William Clegg

Personal information
- Full name: William Gavin Clegg
- Born: 29 June 1869 Altrincham, Cheshire, England
- Died: 18 May 1949 (aged 79) Delamere, Cheshire, England
- Batting: Right-handed
- Bowling: Right-arm medium

Domestic team information
- 1891: Oxford University

Career statistics
| Competition | First-class |
| Matches | 2 |
| Runs scored | 35 |
| Batting average | 8.75 |
| 100s/50s | 0/0 |
| Top score | 35 |
| Balls bowled | 137 |
| Wickets | 5 |
| Bowling average | 12.40 |
| 5 wickets in innings | 0 |
| 10 wickets in match | 0 |
| Best bowling | 3/35 |
| Catches/stumpings | 1/– |
- Source: Cricinfo, 6 February 2020

= William Clegg (cricketer) =

English cricketer (1869–1949)

William Gavin Clegg (29 June 1869 – 18 May 1949) was an English first-class cricketer.

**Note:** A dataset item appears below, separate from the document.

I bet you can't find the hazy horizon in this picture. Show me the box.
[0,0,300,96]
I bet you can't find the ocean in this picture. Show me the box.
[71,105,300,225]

The son of Neville Clegg, he was born at Altrincham in June 1869. He was educated at Winchester College, before going up to Magdalen College, Oxford. While studying at Oxford, Clegg made two appearances in first-class cricket for Oxford University in 1891, appearing against Gentlemen of England and H. Philipson's XI. He scored 35 runs in these matches, in addition to taking 5 wickets with best figures of 3 for 35. After graduating from Oxford, Clegg became a farmer. He served in the First World War in the Cheshire Regiment, being commissioned as a second lieutenant in January 1916. He later served as the High Sheriff of Cheshire in 1932. Clegg died in May 1949 at Delamere, Cheshire.